Jack Dorsey

Twitter of Jack Dorsey

Jack Dorsey was born on November 19, 1976, in St. Louis, Missouri. He started his occasions with computers early, and at age 14, he created an open-source program for dispatch routing, still in use till recently. Jack went to high school at Bishop DuBourg High School, and attended Missouri University of Science and Technology. While working on dispatching as a programmer, he later moved to Oakland, California.

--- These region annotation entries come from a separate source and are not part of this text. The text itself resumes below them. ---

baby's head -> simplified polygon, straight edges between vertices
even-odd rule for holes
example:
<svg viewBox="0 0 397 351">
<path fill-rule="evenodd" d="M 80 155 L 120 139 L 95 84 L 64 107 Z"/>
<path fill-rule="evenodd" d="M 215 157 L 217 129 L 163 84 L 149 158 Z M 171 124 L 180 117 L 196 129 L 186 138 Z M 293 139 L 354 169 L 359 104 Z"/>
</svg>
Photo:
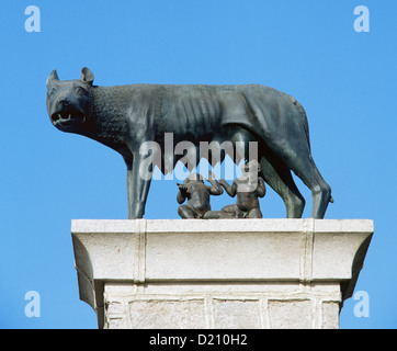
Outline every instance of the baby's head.
<svg viewBox="0 0 397 351">
<path fill-rule="evenodd" d="M 200 174 L 200 173 L 191 173 L 184 180 L 183 184 L 188 184 L 188 183 L 191 183 L 191 182 L 202 182 L 202 183 L 204 183 L 203 176 Z"/>
<path fill-rule="evenodd" d="M 258 174 L 261 171 L 261 165 L 256 160 L 250 160 L 247 163 L 241 166 L 242 173 L 256 173 Z"/>
</svg>

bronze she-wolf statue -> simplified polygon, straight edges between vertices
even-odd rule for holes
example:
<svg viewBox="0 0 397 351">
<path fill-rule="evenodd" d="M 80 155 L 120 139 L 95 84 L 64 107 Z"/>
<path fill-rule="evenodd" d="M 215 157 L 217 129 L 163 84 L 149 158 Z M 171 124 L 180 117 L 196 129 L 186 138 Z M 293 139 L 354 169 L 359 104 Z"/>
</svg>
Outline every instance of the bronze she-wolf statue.
<svg viewBox="0 0 397 351">
<path fill-rule="evenodd" d="M 58 129 L 88 136 L 123 156 L 129 218 L 144 216 L 150 186 L 150 169 L 143 167 L 147 155 L 139 152 L 140 146 L 156 141 L 162 147 L 166 133 L 172 133 L 173 146 L 189 140 L 197 149 L 201 141 L 228 140 L 235 146 L 243 141 L 248 150 L 249 141 L 257 141 L 260 177 L 283 199 L 288 218 L 302 217 L 305 206 L 291 171 L 311 191 L 311 217 L 324 218 L 332 202 L 331 189 L 311 158 L 305 110 L 294 98 L 269 87 L 98 87 L 87 67 L 77 80 L 60 81 L 54 70 L 47 79 L 47 111 Z M 183 156 L 166 154 L 162 147 L 163 173 Z"/>
</svg>

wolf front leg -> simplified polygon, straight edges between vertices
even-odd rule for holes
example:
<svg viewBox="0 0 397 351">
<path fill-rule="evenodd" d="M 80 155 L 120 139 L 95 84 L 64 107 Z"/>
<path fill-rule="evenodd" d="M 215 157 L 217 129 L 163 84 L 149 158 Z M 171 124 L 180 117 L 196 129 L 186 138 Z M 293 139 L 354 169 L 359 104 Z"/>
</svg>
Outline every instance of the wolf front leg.
<svg viewBox="0 0 397 351">
<path fill-rule="evenodd" d="M 151 172 L 145 167 L 145 157 L 136 155 L 127 165 L 128 219 L 143 218 L 149 193 Z"/>
</svg>

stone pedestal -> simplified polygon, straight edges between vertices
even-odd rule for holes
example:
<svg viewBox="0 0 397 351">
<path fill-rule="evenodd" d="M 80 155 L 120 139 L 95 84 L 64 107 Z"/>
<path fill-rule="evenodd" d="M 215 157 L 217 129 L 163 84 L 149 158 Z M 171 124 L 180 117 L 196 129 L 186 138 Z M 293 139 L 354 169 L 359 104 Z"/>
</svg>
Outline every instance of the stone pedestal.
<svg viewBox="0 0 397 351">
<path fill-rule="evenodd" d="M 80 298 L 99 328 L 339 328 L 367 219 L 71 223 Z"/>
</svg>

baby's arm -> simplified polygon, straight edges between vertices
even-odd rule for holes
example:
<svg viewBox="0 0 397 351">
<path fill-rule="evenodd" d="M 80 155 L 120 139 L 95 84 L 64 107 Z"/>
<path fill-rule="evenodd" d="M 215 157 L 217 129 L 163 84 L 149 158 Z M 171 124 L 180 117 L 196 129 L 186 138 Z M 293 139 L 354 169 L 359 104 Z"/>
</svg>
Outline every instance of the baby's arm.
<svg viewBox="0 0 397 351">
<path fill-rule="evenodd" d="M 265 193 L 266 193 L 266 186 L 264 185 L 264 181 L 262 178 L 258 177 L 257 195 L 258 197 L 263 197 Z"/>
</svg>

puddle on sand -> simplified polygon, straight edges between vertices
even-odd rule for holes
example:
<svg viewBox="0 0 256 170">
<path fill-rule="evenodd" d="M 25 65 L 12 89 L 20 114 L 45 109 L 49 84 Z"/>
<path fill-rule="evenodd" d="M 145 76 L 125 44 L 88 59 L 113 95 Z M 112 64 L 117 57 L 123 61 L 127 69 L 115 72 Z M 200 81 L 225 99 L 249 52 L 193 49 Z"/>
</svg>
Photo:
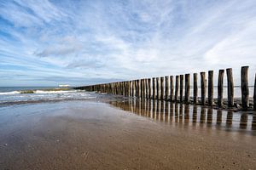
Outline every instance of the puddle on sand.
<svg viewBox="0 0 256 170">
<path fill-rule="evenodd" d="M 210 128 L 256 135 L 256 115 L 250 112 L 233 112 L 152 99 L 118 100 L 111 101 L 110 105 L 173 126 Z"/>
</svg>

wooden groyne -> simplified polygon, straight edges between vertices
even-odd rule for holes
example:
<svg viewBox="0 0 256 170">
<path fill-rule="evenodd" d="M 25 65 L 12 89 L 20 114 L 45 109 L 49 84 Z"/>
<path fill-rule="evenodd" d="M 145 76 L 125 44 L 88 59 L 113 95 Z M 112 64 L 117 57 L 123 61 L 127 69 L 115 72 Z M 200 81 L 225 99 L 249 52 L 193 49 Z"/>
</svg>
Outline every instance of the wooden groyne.
<svg viewBox="0 0 256 170">
<path fill-rule="evenodd" d="M 227 99 L 224 99 L 224 70 L 218 71 L 218 97 L 213 98 L 213 71 L 200 73 L 201 96 L 198 96 L 198 74 L 193 74 L 193 88 L 190 74 L 165 76 L 160 77 L 143 78 L 131 81 L 116 82 L 74 88 L 86 91 L 96 91 L 114 95 L 123 95 L 138 99 L 150 99 L 172 102 L 208 105 L 216 108 L 228 108 L 248 110 L 256 110 L 256 75 L 254 80 L 253 103 L 249 102 L 248 66 L 241 69 L 241 94 L 236 102 L 234 99 L 234 82 L 232 69 L 226 69 Z M 175 80 L 174 80 L 175 77 Z M 174 86 L 175 84 L 175 86 Z M 190 88 L 193 96 L 190 96 Z M 226 101 L 226 102 L 224 102 Z"/>
</svg>

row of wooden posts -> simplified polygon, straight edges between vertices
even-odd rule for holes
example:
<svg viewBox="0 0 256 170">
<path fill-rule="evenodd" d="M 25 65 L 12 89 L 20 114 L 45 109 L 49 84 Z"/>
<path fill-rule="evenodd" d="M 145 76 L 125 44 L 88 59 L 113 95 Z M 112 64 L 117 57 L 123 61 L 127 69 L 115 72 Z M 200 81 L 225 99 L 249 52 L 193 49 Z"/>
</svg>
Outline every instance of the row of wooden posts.
<svg viewBox="0 0 256 170">
<path fill-rule="evenodd" d="M 247 110 L 249 107 L 249 87 L 248 87 L 248 66 L 241 69 L 241 107 Z M 234 82 L 232 69 L 226 69 L 227 75 L 227 96 L 228 106 L 234 106 Z M 80 87 L 88 91 L 98 91 L 117 95 L 131 96 L 142 99 L 153 99 L 161 100 L 171 100 L 182 103 L 201 104 L 202 105 L 212 106 L 213 100 L 213 71 L 208 71 L 208 81 L 206 72 L 201 72 L 201 98 L 198 96 L 198 74 L 193 74 L 193 97 L 190 98 L 190 74 L 166 76 L 161 77 L 143 78 L 131 81 L 117 82 L 103 84 Z M 218 107 L 224 106 L 224 70 L 218 71 Z M 207 85 L 207 83 L 208 84 Z M 175 83 L 175 88 L 174 88 Z M 183 87 L 184 84 L 184 87 Z M 256 79 L 255 79 L 256 85 Z M 256 86 L 254 86 L 253 107 L 256 109 Z M 184 94 L 183 94 L 184 93 Z"/>
</svg>

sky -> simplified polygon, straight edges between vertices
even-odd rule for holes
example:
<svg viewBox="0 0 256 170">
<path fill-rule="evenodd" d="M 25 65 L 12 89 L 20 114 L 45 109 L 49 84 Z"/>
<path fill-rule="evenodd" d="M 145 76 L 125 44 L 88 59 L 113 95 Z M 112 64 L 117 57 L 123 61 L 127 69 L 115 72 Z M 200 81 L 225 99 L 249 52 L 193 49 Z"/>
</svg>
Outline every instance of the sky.
<svg viewBox="0 0 256 170">
<path fill-rule="evenodd" d="M 255 0 L 0 0 L 0 86 L 256 72 Z"/>
</svg>

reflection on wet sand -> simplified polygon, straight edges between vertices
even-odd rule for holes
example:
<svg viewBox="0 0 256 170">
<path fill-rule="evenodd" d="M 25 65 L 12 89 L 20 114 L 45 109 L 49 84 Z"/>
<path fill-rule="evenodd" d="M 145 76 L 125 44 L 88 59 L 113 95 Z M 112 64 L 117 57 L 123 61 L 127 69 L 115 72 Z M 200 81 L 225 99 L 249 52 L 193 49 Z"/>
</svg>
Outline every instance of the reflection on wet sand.
<svg viewBox="0 0 256 170">
<path fill-rule="evenodd" d="M 151 99 L 113 101 L 110 104 L 137 115 L 171 124 L 184 127 L 207 126 L 256 134 L 256 115 L 253 114 Z"/>
</svg>

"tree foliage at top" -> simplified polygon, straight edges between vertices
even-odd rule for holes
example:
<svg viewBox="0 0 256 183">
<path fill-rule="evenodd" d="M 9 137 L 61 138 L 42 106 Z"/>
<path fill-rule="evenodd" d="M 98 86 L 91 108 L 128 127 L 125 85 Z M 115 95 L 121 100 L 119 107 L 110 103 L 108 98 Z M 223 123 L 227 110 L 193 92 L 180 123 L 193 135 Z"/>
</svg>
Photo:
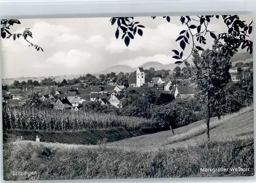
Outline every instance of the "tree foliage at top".
<svg viewBox="0 0 256 183">
<path fill-rule="evenodd" d="M 191 67 L 192 80 L 201 93 L 205 103 L 207 137 L 209 140 L 210 117 L 215 113 L 220 119 L 225 104 L 225 89 L 231 76 L 231 56 L 227 54 L 225 46 L 216 40 L 212 49 L 204 50 L 201 55 L 198 51 L 193 54 L 195 66 Z"/>
<path fill-rule="evenodd" d="M 152 16 L 152 18 L 154 19 L 156 17 Z M 170 17 L 164 16 L 163 18 L 170 22 Z M 227 27 L 226 32 L 216 35 L 214 31 L 209 29 L 208 26 L 213 18 L 221 18 L 223 20 Z M 186 63 L 195 51 L 204 50 L 200 45 L 206 44 L 206 34 L 209 34 L 214 40 L 225 43 L 224 46 L 227 51 L 226 56 L 233 56 L 239 48 L 246 49 L 250 54 L 252 53 L 252 41 L 248 39 L 249 35 L 252 32 L 252 20 L 247 24 L 245 21 L 240 20 L 238 15 L 229 15 L 197 16 L 195 18 L 189 16 L 181 16 L 180 21 L 185 29 L 181 31 L 176 40 L 180 43 L 180 50 L 172 50 L 175 54 L 173 58 L 177 60 L 176 64 Z M 145 27 L 140 22 L 135 21 L 133 17 L 112 17 L 110 22 L 112 25 L 117 25 L 116 38 L 117 39 L 121 37 L 123 39 L 126 46 L 130 45 L 131 40 L 135 39 L 137 35 L 140 36 L 143 35 L 143 29 Z M 193 33 L 194 30 L 196 30 L 196 33 Z M 184 57 L 183 51 L 188 45 L 191 47 L 190 54 Z"/>
<path fill-rule="evenodd" d="M 44 51 L 44 49 L 40 46 L 33 43 L 28 40 L 29 37 L 33 38 L 33 34 L 30 31 L 30 28 L 25 29 L 23 33 L 13 34 L 10 32 L 10 27 L 15 24 L 20 24 L 20 21 L 17 19 L 1 19 L 1 37 L 3 39 L 10 39 L 11 37 L 15 41 L 16 39 L 23 38 L 29 43 L 29 47 L 34 47 L 37 51 L 41 50 Z"/>
</svg>

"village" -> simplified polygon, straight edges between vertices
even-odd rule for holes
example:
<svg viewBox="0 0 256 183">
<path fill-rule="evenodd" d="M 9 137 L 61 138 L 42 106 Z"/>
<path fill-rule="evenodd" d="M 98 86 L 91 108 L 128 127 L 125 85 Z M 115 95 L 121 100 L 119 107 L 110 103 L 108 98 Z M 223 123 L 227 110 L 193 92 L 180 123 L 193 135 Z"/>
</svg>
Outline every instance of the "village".
<svg viewBox="0 0 256 183">
<path fill-rule="evenodd" d="M 244 71 L 242 74 L 240 70 Z M 246 80 L 250 75 L 252 69 L 249 67 L 233 67 L 230 69 L 231 82 L 238 82 Z M 111 83 L 104 86 L 90 86 L 84 87 L 86 83 L 69 86 L 66 79 L 59 85 L 38 86 L 22 89 L 9 89 L 2 90 L 2 100 L 9 106 L 21 105 L 21 98 L 30 91 L 37 92 L 41 101 L 47 100 L 56 110 L 71 110 L 78 111 L 88 102 L 98 101 L 101 105 L 112 105 L 122 108 L 122 99 L 125 91 L 135 91 L 144 95 L 154 92 L 159 96 L 161 93 L 169 93 L 175 97 L 186 98 L 193 96 L 195 94 L 195 84 L 190 79 L 174 79 L 173 71 L 165 78 L 147 77 L 143 68 L 138 67 L 136 72 L 136 77 L 128 78 L 129 87 Z"/>
</svg>

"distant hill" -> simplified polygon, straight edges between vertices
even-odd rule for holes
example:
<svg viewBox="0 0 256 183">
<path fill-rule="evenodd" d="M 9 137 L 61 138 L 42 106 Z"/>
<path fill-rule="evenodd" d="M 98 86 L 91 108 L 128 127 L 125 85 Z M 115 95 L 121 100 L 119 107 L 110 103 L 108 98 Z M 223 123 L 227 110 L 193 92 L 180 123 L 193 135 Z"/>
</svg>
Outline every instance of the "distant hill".
<svg viewBox="0 0 256 183">
<path fill-rule="evenodd" d="M 146 62 L 141 65 L 140 65 L 138 67 L 143 67 L 144 69 L 148 69 L 151 67 L 155 68 L 155 70 L 161 70 L 161 69 L 169 69 L 170 70 L 173 70 L 173 69 L 177 66 L 175 64 L 162 64 L 158 62 Z M 179 66 L 181 68 L 183 67 L 183 65 Z M 132 72 L 134 71 L 137 69 L 137 68 L 133 68 L 131 66 L 126 65 L 119 65 L 109 67 L 105 70 L 103 70 L 98 73 L 98 74 L 106 74 L 108 73 L 110 73 L 111 72 L 114 72 L 115 73 L 119 73 L 120 72 Z"/>
<path fill-rule="evenodd" d="M 252 62 L 253 54 L 250 54 L 249 52 L 239 52 L 235 54 L 231 59 L 232 65 L 234 65 L 236 63 L 240 62 Z"/>
<path fill-rule="evenodd" d="M 136 70 L 136 68 L 132 68 L 128 65 L 119 65 L 109 67 L 105 70 L 103 70 L 99 72 L 99 74 L 106 74 L 108 73 L 111 73 L 111 72 L 114 72 L 115 73 L 119 73 L 120 72 L 132 72 Z"/>
</svg>

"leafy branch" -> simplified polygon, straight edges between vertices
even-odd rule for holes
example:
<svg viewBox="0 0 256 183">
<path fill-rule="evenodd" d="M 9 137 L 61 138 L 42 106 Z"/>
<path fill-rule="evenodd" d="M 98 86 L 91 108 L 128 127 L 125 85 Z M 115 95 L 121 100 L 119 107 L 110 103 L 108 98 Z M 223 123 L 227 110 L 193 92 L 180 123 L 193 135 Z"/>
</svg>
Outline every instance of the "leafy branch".
<svg viewBox="0 0 256 183">
<path fill-rule="evenodd" d="M 34 47 L 37 51 L 41 50 L 44 51 L 44 49 L 40 46 L 34 44 L 28 40 L 28 37 L 33 38 L 32 33 L 30 31 L 30 28 L 26 29 L 23 33 L 12 34 L 10 32 L 10 27 L 13 26 L 14 24 L 20 24 L 20 21 L 18 19 L 2 19 L 1 20 L 1 36 L 3 39 L 10 39 L 12 37 L 15 41 L 16 39 L 23 37 L 24 40 L 29 44 L 29 47 Z"/>
<path fill-rule="evenodd" d="M 155 19 L 156 16 L 151 17 Z M 181 64 L 185 63 L 187 65 L 187 60 L 191 55 L 197 51 L 203 51 L 204 49 L 200 46 L 201 44 L 206 44 L 205 36 L 209 34 L 210 36 L 215 40 L 222 40 L 225 43 L 223 46 L 223 51 L 227 56 L 232 57 L 238 51 L 240 47 L 242 49 L 247 48 L 247 51 L 252 53 L 252 41 L 247 39 L 252 31 L 252 21 L 249 24 L 245 24 L 245 21 L 240 19 L 238 15 L 222 15 L 223 22 L 228 29 L 226 33 L 223 33 L 216 35 L 214 31 L 208 29 L 208 25 L 212 18 L 220 18 L 219 15 L 197 16 L 196 18 L 191 18 L 189 16 L 181 16 L 180 21 L 187 29 L 182 31 L 176 41 L 180 42 L 181 51 L 174 49 L 172 51 L 175 55 L 173 58 L 178 60 L 175 63 Z M 169 16 L 163 16 L 163 18 L 170 22 Z M 123 32 L 122 39 L 124 38 L 124 43 L 128 46 L 130 43 L 130 38 L 134 39 L 137 27 L 144 28 L 145 27 L 139 24 L 139 22 L 134 22 L 134 17 L 113 17 L 111 19 L 112 25 L 117 21 L 118 27 L 116 31 L 116 38 L 119 38 L 119 30 Z M 194 22 L 193 22 L 194 21 Z M 135 25 L 137 24 L 137 26 Z M 139 29 L 138 34 L 142 36 L 143 31 Z M 196 30 L 196 33 L 193 33 L 193 30 Z M 189 43 L 190 42 L 190 43 Z M 184 58 L 183 51 L 187 44 L 191 45 L 190 53 L 188 56 Z"/>
</svg>

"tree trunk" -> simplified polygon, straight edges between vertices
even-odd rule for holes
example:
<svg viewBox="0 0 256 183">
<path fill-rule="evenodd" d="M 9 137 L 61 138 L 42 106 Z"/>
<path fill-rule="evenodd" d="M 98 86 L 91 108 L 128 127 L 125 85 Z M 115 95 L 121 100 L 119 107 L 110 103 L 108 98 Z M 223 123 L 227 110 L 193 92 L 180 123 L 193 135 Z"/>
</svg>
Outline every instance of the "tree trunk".
<svg viewBox="0 0 256 183">
<path fill-rule="evenodd" d="M 172 135 L 174 135 L 174 129 L 173 129 L 173 128 L 172 127 L 172 126 L 170 125 L 170 124 L 169 125 L 169 126 L 170 127 L 170 131 L 172 132 Z"/>
<path fill-rule="evenodd" d="M 207 130 L 206 135 L 207 136 L 208 141 L 210 141 L 210 94 L 209 91 L 207 93 Z"/>
</svg>

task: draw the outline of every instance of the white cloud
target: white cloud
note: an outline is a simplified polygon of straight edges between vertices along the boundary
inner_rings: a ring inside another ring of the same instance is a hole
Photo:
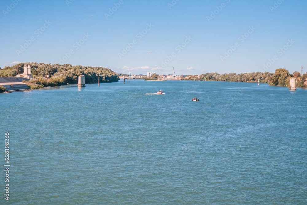
[[[144,69],[148,69],[149,68],[149,67],[148,66],[143,66],[142,67],[137,67],[136,68],[133,68],[130,69],[130,70],[143,70]]]

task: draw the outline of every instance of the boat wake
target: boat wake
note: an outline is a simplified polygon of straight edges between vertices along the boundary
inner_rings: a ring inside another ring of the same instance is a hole
[[[162,93],[161,94],[157,93],[146,93],[144,95],[164,95],[165,93]]]

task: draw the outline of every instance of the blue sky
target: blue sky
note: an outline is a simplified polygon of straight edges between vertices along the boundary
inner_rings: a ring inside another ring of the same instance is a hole
[[[303,65],[305,73],[306,8],[305,0],[1,0],[0,67],[195,74]]]

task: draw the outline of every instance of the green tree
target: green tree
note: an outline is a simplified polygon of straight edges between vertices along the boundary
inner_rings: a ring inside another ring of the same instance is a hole
[[[275,70],[274,75],[270,80],[269,84],[270,85],[288,86],[290,81],[290,74],[285,68],[278,68]]]

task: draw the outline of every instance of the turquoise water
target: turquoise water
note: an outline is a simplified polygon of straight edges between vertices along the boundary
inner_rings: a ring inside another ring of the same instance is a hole
[[[2,94],[0,203],[306,204],[306,89],[197,81]]]

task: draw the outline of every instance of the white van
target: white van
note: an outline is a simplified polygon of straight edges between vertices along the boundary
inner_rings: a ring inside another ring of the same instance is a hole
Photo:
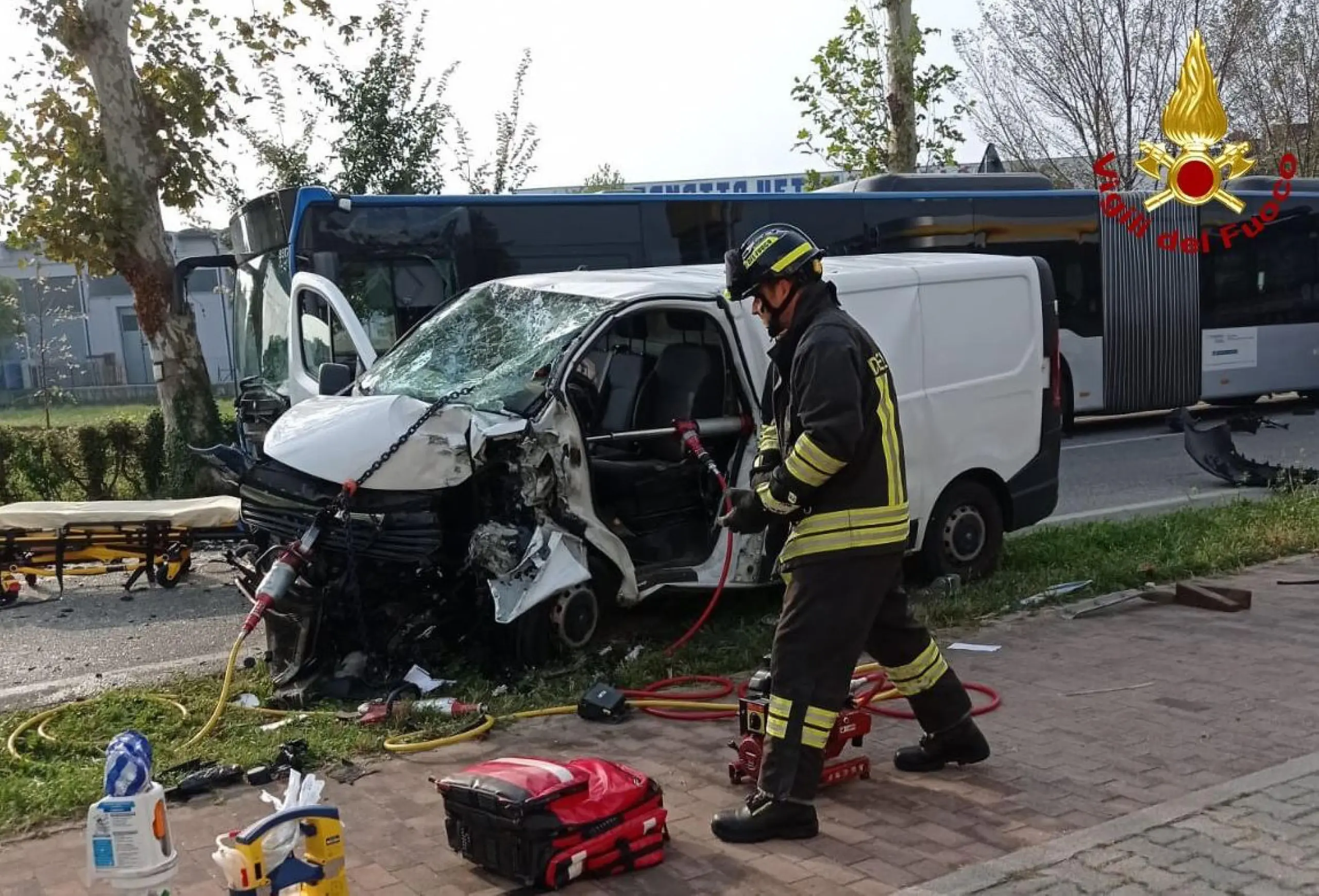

In California in 2000, Dorsey started his company to dispatch couriers, taxis, and emergency services from the Web. His other projects and ideas at this time included networks of medical devices and a frictionless service market. In July 2000, building on dispatching and inspired partially by services like LiveJournal and AOL Instant Messenger, he had the idea for the real time status communication.

When he first saw implementations of instant messaging, he had wondered if the software's user status output could be shared among friends easily. He approached Biz Stone from Odeo (directory and search destination website for RSS syndicated audio and video), who at the time happened to be interested in text messaging. Dorsey and Stone decided that SMS text suited the status message idea, and built a prototype of Twitter in about two weeks. The idea attracted many users at Odeo, as well as investment from Evan Williams, the founder of Pyra Labs and Blogger.

The working concept of Twitter is partially inspired by the cell phone text messaging service TXTMob.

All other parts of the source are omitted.